Carroll, a one-time aide to Jersey City Freeholder Bill O’Dea and Bayonne Assemblyman Nicholas Chiaravalloti, brings some of his own experiences to the position as well, he reminds voters regularly.

One of the things Carroll said he learned from his grandfather is how to be accessible to the public.

“My grandfather told me that you don’t know what the person across the desk is going through,” Carroll said. This means listening to the concerns raised.

“I have to learn patience,” Carroll said. “I cannot be too quick to react to a situation.”

Living in his grandfather’s house, Carroll has seen firsthand public service in action as well as savvy political strategy.

“My grandfather told me to accomplish things you need to build coalitions,” Carroll said.

But Carroll comes into the election with a number of issues he believes he will need to address over the next three years, including traffic safety, the impact of new development, and the wise use of abatements to help generate new revenue for the city.

He said he likes the idea that Bayonne is attracting new residents who can bring additional resources, not just in tax dollars, but also in spending in local businesses. 

Born and raised in Bayonne, Carroll attended St. Andrews Catholic elementary school before attending St. Peter’s Prep and later St. Peter’s University. His BA is in history. His Masters in leadership. “I’m nine credits away from my doctorate,” he said.

If victorious on Nov. 5, Carroll would, at 27 years old, become the youngest elected councilman in Bayonne history.

One of his goals would be to help encourage young people to get involved with public service, he told TAPinto Bayonne. “For a long time, young people have not been involved,” Carroll said, noting that this has resulted in a generation gap in leadership.

“I want to bring together generations,” he said. “This is not about keeping the old down but having everybody work together.”

As a councilman over the last ten months, his phone continues to ring with people seeking answers.

“A lot of people are worried about the revaluation of property,” he said, noting that one of his roles is to ease fears and to educate the public about the process.

He said he believes that new development will help Bayonne grow, and that abatements are a tool to help that growth if done wisely. 

Bayonne has already avoided some of the mistakes other towns like Jersey City made, Carroll noted.

“We already share abatement revenues with the schools,” he said. “This is a good thing. I’m a teacher. I see how the money gets spent in the schools.”

One of the single biggest issues facing Bayonne over the last several decades has been the annual budget deficit. At times, the city made one-time deals such as selling the central garage to balance the budget. 

Later, the city sold off land on the Military Ocean Terminal. But Carroll said the current administration, has changed that approach, looking instead to reduce the deficit, and made progress.

“Five years ago, the deficit each year was $23 million. Last year it was $13 million,” he said. “I hope by 2022, we can cut that deficit to zero.”

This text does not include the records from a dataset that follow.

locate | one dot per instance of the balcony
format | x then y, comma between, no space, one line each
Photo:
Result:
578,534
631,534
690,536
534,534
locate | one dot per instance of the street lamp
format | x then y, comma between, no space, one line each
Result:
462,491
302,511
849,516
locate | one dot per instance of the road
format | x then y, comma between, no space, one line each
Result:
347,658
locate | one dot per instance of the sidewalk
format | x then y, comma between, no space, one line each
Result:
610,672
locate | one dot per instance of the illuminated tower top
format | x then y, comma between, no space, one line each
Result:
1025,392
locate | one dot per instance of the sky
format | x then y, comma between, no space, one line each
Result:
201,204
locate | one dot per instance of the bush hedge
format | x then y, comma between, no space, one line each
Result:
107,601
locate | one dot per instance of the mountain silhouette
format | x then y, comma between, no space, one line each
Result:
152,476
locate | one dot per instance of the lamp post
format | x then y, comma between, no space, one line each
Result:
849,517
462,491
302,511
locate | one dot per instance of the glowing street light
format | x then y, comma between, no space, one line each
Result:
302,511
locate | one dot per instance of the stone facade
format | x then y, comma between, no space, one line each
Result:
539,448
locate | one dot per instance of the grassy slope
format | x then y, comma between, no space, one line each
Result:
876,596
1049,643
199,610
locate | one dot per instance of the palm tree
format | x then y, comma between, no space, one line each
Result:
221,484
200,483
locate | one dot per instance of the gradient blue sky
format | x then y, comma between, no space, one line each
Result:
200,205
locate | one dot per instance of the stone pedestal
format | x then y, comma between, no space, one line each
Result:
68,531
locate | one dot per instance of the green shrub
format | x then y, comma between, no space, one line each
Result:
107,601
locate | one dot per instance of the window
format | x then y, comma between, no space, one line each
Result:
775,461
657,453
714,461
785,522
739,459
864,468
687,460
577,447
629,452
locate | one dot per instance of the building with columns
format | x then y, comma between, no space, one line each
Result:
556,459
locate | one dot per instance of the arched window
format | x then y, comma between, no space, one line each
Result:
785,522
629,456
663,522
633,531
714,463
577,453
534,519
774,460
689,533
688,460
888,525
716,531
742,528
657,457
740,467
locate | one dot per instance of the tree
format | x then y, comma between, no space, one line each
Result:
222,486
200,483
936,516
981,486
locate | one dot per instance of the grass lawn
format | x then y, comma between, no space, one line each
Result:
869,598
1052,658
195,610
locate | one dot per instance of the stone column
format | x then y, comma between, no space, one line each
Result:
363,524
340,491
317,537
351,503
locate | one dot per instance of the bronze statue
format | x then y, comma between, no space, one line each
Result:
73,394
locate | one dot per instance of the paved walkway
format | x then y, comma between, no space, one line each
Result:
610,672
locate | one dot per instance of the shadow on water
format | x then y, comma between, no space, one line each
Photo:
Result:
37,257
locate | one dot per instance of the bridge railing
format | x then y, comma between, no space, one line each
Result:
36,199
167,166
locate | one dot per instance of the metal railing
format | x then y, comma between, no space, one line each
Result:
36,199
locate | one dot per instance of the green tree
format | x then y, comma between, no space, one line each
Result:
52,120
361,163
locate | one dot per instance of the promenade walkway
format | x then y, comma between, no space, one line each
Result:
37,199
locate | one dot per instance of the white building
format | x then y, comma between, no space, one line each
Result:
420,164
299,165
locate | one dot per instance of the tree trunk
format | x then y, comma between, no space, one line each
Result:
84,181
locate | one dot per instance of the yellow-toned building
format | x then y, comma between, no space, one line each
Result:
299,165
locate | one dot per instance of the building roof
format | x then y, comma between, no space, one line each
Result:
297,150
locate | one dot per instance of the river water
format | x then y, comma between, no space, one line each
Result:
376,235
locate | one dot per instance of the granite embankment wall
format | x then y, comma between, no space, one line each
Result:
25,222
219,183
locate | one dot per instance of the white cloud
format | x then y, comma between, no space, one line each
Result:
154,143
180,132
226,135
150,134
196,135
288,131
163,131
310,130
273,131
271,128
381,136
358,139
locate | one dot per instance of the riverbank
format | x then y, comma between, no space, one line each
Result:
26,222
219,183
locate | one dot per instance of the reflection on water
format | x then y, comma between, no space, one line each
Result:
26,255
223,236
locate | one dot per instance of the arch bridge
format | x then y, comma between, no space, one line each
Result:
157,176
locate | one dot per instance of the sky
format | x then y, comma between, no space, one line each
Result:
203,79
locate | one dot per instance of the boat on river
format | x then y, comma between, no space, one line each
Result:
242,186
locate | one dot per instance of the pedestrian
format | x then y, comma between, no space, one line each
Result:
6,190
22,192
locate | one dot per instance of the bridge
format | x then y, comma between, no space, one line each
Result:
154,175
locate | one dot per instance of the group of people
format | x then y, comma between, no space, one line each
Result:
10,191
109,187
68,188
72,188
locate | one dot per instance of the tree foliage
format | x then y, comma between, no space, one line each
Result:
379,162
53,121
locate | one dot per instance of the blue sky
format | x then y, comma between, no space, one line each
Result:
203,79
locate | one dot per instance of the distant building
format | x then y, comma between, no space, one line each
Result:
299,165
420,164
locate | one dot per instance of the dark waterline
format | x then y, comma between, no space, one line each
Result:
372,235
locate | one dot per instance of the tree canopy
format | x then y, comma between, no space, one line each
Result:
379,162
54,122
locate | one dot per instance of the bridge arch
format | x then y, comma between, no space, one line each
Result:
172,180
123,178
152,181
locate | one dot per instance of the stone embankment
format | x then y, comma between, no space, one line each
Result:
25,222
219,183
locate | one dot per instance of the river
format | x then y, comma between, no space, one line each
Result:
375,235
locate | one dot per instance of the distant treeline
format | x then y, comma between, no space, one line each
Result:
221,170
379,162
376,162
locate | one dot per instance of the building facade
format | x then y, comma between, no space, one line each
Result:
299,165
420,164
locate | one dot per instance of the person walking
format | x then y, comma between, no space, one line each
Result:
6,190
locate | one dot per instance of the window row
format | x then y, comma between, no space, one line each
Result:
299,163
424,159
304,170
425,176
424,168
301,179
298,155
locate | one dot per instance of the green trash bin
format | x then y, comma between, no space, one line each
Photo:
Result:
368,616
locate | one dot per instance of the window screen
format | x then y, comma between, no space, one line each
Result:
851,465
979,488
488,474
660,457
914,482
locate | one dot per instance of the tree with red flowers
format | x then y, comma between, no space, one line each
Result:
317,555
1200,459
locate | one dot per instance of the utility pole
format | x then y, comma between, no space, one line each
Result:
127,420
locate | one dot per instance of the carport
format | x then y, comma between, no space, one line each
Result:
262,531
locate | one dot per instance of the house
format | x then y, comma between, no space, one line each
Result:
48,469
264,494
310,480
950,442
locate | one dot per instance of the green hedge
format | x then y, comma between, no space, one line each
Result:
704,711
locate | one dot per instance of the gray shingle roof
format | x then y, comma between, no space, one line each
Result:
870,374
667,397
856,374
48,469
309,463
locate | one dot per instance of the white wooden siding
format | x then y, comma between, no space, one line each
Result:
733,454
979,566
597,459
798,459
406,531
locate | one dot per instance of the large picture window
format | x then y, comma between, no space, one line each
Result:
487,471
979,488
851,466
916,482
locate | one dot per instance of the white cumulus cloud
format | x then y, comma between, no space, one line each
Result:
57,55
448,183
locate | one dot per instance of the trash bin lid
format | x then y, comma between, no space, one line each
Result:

New development is part of the solution, Carroll and his colleagues on the city’s legislative body seem to agree. But the city council must also be aware development brings its own problems such as increased parking. For this reason, he believes that any new project must include a parking space for every residential unit built. He said he is also looking for alternative solutions for increasing parking space in the city, such as a possible agreement with the Port Authority of New York and New Jersey to use space under the Bayonne Bridge for local parking, as well as possibly using school property off hours for residential parking throughout the city.

Carroll would also approach NJ Transit about development plans to extend the Hudson Bergen Light Rail line from where it currently stops at 8th Street to the foot of the Bayonne Bridge on First Street. He said he would like to see increased service as well since Bayonne residents rely on the trains for local transportation.

Carroll said he hopes to continue his grandfather’s legacy – a legacy that included service as a freeholder and as then aide to five members of the United States Congress.

“My grandfather casts a large shadow. But it is a good one, and I like the idea that I can carry on his legacy and do what he did. But that’s the future. I still have to prove myself. And not all of his ideas are his ideas, I have ideas of my own as well,” Carroll concluded.